I was always intrigued by Jacques Brel's music, but whenever I heard any of it, rendered into English by English-speaking acts, I was usually underwhelmed. I tried hard to like Bowie's renditions of My Death and Amsterdam, but really wasn't very impressed. I find Scott Walker unlistenable, and nor was I grabbed by Marc Almond's versions of Brel - again, another artist I really like. The dreadful Seasons in the Sun didn't do Brel any favours - actually, not true, as its being a huge smash got lots of money flowing into the Brel coffers - and I hated most of Jacques Brel is Alive and Well and Living in Paris, which made Brel into twee theatre music. I had to like one homespun attempt at Brel, and the Alex Harvey Band's version of Au Suivant/Next really got into the spirit of the tune. I also like Beirut's version of Le Moribund.
I find Brel's own recordings patchy, but all have moments of sheer brilliance. He is very much of the sixties, I think, though his recording career spans the fifties and seventies
I enjoyed Alan Clayson's book. For a start, he avoids that awful rock journalism style that usually puts me off 'this kind of thing'. He tells Brel's story very economically. He covers all the main points of Brel's life; his dread of becoming one of the bourgeoisie (and ending up in one of his own songs - though in fact he does write himself into several) and joining the family business. His early stabs at writing, and his early successes in Belgium and in France, and the gruelling life he spent on the road for a few years, for a ten-minute spot on a cabaret bill in the middle of nowhere. Clayson shows it all without pathos or sentimentality, and I think Brel would have approved of this aspect of the book.

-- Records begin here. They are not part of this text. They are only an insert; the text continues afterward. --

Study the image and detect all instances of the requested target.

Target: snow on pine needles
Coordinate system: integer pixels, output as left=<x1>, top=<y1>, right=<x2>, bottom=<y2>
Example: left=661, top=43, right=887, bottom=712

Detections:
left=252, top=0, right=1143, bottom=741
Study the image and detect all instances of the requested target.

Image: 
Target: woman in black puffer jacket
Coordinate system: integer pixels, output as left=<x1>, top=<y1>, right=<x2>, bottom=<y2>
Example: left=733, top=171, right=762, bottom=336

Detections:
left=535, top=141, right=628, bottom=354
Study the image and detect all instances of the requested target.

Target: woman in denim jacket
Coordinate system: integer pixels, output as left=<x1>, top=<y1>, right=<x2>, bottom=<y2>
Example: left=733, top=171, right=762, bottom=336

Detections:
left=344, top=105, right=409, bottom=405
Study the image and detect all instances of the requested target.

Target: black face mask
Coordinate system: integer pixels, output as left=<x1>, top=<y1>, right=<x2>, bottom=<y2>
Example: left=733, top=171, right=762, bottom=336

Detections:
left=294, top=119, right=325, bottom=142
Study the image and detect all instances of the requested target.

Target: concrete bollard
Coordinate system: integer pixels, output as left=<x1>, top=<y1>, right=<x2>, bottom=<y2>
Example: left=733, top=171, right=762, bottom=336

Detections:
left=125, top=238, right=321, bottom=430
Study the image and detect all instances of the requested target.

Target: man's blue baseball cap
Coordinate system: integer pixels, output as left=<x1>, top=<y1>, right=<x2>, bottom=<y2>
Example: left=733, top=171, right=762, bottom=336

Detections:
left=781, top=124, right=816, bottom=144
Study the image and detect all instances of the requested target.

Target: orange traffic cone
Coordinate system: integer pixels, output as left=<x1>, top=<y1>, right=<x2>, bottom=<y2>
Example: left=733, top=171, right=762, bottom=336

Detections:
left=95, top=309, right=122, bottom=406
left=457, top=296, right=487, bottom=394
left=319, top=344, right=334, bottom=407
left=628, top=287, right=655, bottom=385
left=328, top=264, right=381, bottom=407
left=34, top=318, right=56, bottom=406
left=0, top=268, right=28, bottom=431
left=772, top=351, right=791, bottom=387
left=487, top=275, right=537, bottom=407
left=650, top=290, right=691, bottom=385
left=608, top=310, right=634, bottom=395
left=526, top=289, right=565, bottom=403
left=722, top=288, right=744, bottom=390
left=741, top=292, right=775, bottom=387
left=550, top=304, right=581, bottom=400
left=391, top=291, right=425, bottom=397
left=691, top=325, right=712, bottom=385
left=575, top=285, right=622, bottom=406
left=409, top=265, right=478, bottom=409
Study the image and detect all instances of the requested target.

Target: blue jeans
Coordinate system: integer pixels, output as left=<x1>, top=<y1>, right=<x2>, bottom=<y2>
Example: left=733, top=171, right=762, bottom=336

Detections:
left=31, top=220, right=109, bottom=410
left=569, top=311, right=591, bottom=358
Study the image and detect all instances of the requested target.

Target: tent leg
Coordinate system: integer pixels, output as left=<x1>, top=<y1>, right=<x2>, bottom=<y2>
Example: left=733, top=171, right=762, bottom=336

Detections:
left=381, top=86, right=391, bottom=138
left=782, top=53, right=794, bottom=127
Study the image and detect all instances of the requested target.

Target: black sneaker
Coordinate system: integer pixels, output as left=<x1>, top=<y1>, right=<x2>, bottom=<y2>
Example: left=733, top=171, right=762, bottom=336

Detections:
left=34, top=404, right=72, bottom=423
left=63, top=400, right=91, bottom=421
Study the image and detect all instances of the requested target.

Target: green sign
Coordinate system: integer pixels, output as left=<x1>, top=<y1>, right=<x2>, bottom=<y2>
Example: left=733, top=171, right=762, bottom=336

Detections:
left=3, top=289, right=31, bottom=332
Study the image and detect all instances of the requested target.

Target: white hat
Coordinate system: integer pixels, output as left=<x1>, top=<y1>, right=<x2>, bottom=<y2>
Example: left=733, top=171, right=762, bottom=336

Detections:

Brel was not an easy man to get on with, to like, or to love. He wasn't outwardly egotistical on the subject of his genius; I think part of him realised that he was simply a singer of songs in a world that, increasingly, no longer needed them, and that his fame and fortune hung by a thread. With this love-him-or-hate-him character, he attracted only those who were willing to put up with his artistic temperament. He was a bit of a serial monogamist, and yet never left the lives of his long-suffering wife, Miche, nor that of his daughters Chantal and France.
Brel acted in 12 films between 1956 and 1976, and directed one. He was also a sailor and an aviator - had he not become a singer and writer, you feel, he would have been a great success in either of these fields. In his final years, these two particular metiers aided him in truly getting away from it all in the South Sea islands, a bit like Gauguin, and really helped him go where no paparazzi were willing to follow.
Brel still means little in the English-speaking world, and his story shows just how widely he was revered in the French-speaking one, and reminds us that there are other cultures out there that are worthy of investigation.